Henry Dorn, second term Democratic President of the United States, called to Roberta, his secretary, to get the Mexican President on the phone.

“Good Morning, President Bustamante.”

“And a good morning to you, President Dorn.” Bustamante knew why Dorn was calling him but waited for him to breach the subject.

“I trust you heard of the cross-border raid on Ruidoso, Texas yesterday. We have circumstantial evidence that the raiders originated in Mexico. What do you make of it?”

“Most unfortunate, Mr. President. We are deeply troubled here in Mexico that such violence occurred. Our sympathies go out to all of the families whose loved ones were lost and wounded or otherwise injured. But tell me, what evidence is there that the raiders were from Mexico or that the raid was launched from Mexico?”

“For one, Mr. President, the vehicles were tracked from where they left the highway to where they crossed the Rio Grande. Our officers did not cross into Mexico to continue pursuit. Indeed, they chose to respect the sovereignty of Mexico.”

“Please pass to those officers my respect for their professionalism. If they can identify the location, perhaps our officers can, as you Americans say in your western movies, ‘pick up the trail.’”

Dorn gave Bustamante the coordinates reported by patrolmen Dickenson and Jahrling.

“I will have my officers on it immediately, both on the ground and in the air. We shall do our utmost to bring these murderers to justice. One problem I see, however, is a Mexican law that we cannot extradite criminals to a country where the possibility of capitol punishment exists. The state of Texas executes more felons than any of your other states. When we capture these vicious killers, some other arrangement will have to be made.”

Dorn winced at the thought of the political fallout of such an arrangement. The demand for execution by the public would be intense, particularly in Texas. That might cost the Democratic Party Texas in the upcoming presidential election.

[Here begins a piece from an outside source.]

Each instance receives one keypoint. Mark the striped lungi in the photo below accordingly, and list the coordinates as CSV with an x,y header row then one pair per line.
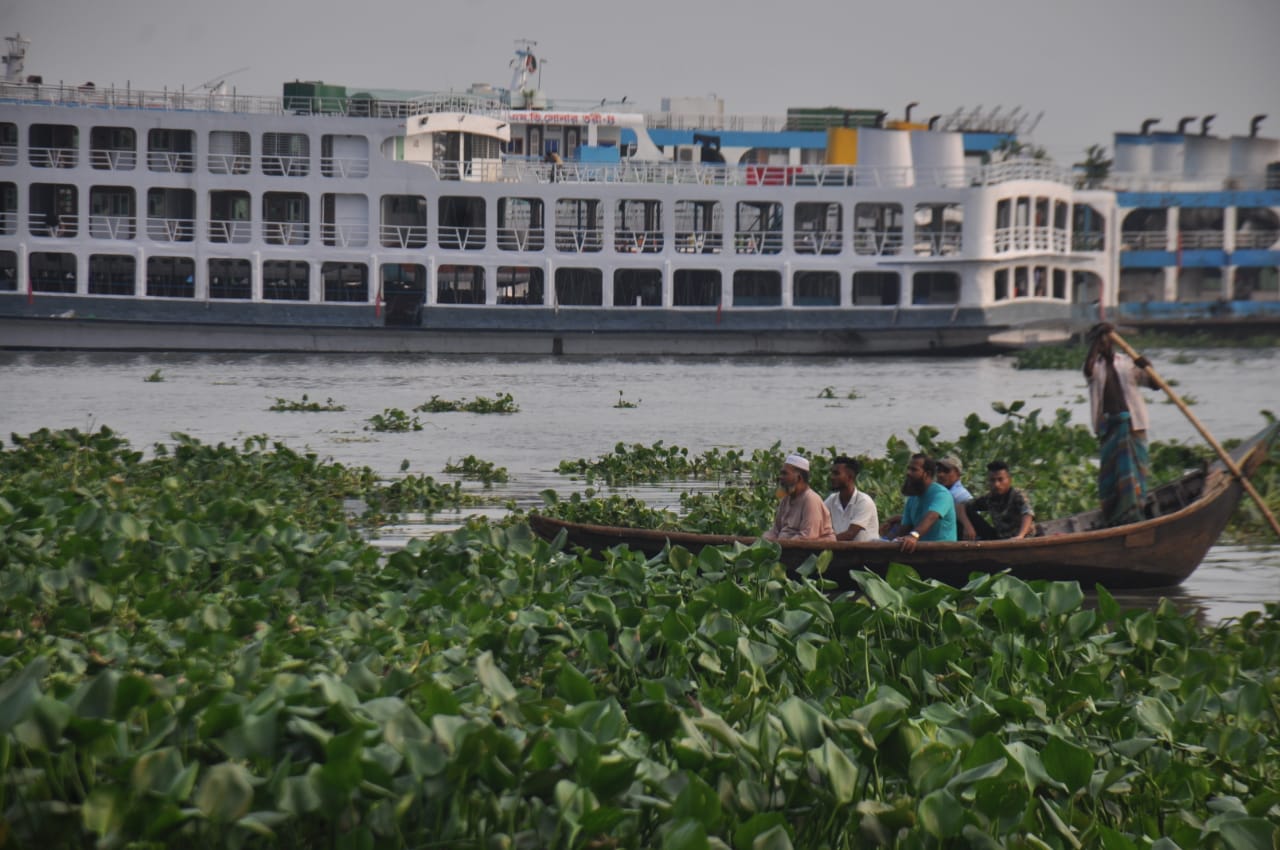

Labor unions and nationalists were already making noises about tightening inspections on goods originating in Mexico. Some were beginning to float the idea of revoking the North American Free Trade Agreement. With the unemployment rate steady at 9%, it was gaining credence. Dorn certainly did not wish to return to trade wars and tariffs. That would make the international economic playing field lopsided once again, a theory near and dear to liberal hearts.

“Mr. President, I am certain that appropriate arrangements can and will be made. When you catch them, and the sooner the better, we will request extradition. I’ll have our Attorney General look into it and get in touch with your people through your embassy here.”

“President Dorn, I assure that Mexico will do all that is necessary to bring these rabid dogs to justice. Again, the most sincere condolences from the people of Mexico to the grieving families.”

“Thank you, President Bustamante. I will immediately call again if there are any further developments on this end.”

“Victory is the main object in war. If this is long delayed, weapons are blunted and morale depressed. When troops attack cities, their strength will be exhausted.

The worst policy is to attack cities; attack cities only when there is no alternative.

There has never been a protracted war from which a country has benefited.

They carry equipment from the homeland; they rely for provisions on the enemy. Thus, the army is plentifully provided with food.

Hence the wise general sees to it that his troops feed on the enemy, for one bushel of the enemy’s provisions is equivalent to twenty of his; one hundredweight of enemy fodder to twenty hundred weight of his.